After the accident, the members have been busy recovering and they even had to cancel a tour to do so.

A few months later, frontman Frank Iero spoke out about the happenings and what went down next in a recent interview with MTV.

What he shared was powerful aswell as terrifying at the same time.

Here are some of the things he shared:

“I can remember every second, every action, every sound,”

“I had this little briefcase pedal board that I had been carrying around with me. I put that down and I turned around to say to Evan and Paul, ‘I think I’m just going to take the tuner out of here.’ I said, ‘I think’ — that’s all I got out of my mouth.”

Frank Iero ended up under the bumper of a huge vehicle.
He claims that the rucksack he was wearing ended up saving his life.

“I ended up underneath the bumper of this massive vehicle. From my vantage point, I could only see Evan, and I could hear Paul. I thought whoever I couldn’t see or hear had to be dead, and if they weren’t dead yet, then we all would be soon.”

“There’s no doubt in my mind that it saved me. The way I got hit, it hooked on underneath the bumper and lodged me between the curb and the bus.
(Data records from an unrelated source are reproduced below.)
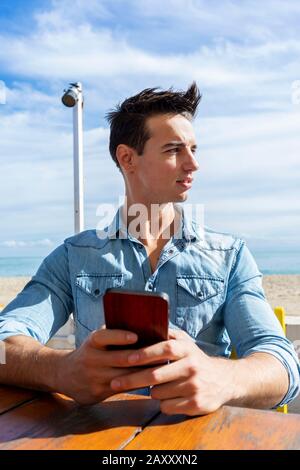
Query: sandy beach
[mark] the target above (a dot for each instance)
(281, 290)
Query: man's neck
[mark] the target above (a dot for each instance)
(152, 224)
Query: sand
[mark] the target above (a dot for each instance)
(281, 290)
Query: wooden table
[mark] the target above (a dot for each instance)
(33, 420)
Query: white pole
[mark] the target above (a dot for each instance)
(78, 163)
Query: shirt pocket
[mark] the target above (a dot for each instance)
(90, 289)
(197, 301)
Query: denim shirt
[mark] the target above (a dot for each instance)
(213, 283)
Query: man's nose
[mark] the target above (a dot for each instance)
(190, 162)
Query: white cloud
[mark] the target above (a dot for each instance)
(20, 243)
(248, 126)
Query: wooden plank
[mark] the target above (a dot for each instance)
(56, 422)
(10, 397)
(229, 428)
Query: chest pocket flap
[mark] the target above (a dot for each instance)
(198, 300)
(95, 285)
(200, 288)
(90, 289)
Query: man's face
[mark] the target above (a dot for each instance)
(164, 170)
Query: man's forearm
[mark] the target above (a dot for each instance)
(259, 381)
(31, 365)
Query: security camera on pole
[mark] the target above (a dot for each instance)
(73, 98)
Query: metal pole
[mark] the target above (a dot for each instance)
(78, 163)
(72, 98)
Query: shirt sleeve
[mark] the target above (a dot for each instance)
(251, 323)
(45, 303)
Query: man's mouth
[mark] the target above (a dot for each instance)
(185, 182)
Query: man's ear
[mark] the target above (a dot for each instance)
(126, 158)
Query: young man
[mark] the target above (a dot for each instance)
(214, 286)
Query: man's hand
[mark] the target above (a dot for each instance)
(192, 383)
(85, 374)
Paul [Clegg, Frank’s manager]collapsed into the trunk. Evan [Nestor, guitarist] fell down onto the ground and said, ‘I can’t feel my legs!’ I got out of that rucksack, got my coat, and put it under his head and held him. That’s when I saw the puddle of blood coming from Paul’s injuries. It was the brightest red I’d ever seen. I couldn’t tell where it was coming from.”

Frank Iero continued to share the three thoughts that went through his head after the accident was done and everyone made it out alive.

I keep going back to the open trunk door, how it accordioned back after the hit and gave their backs and heads room. It broke that impact. I don’t even know what would’ve happened. It’s incredible to me that we’re all still alive. No one that witnessed the accident thought that we would be.”

“I have a hard time allowing myself to believe there is a higher power doing things behind the scenes, but I tend to think things do happen — even the shitty things — for some reason.”

“After an experience like that, you split off into three ways of thinking. The first is, This is our birthday. We have this second lease on life that we should not have. What is the purpose of that? Why have you been saved? What can you do with that time you weren’t supposed to have?”

“[The second] is less positive. When you’ve met death and you can see firsthand how fragile we all are and how truly horrific death can be, you know that this is something you’re going to have to experience again. That’s a terrifying thought, to have to live through it again. Part of you wishes that it was over.”

“The third is much weirder. You wonder if you didn’t survive and if all this is an imagination. Maybe this is what happens when you die — your brain keeps going and you manufacture an existence. I thought that I was crazy for a while until I spoke with Paul and Evan and we had similar feelings on it. [But] you have to snap yourself out of it. If this is existence, it’s yours now, and you have to make do.”

He concluded: “I wish I could say that it was a tragic experience that’s now a positive thing because I’m still here. It’s funny to have written a record like ‘Parachutes’ [and] to have something like this happen. You can’t write that shit.”

“In time I will feel more grounded. For now, I’m existing. That’s something, in that moment, that I didn’t know I would be doing.”

This does sound terrifying. We’re glad that everyone made it out alive and are back on the road again in a few weeks.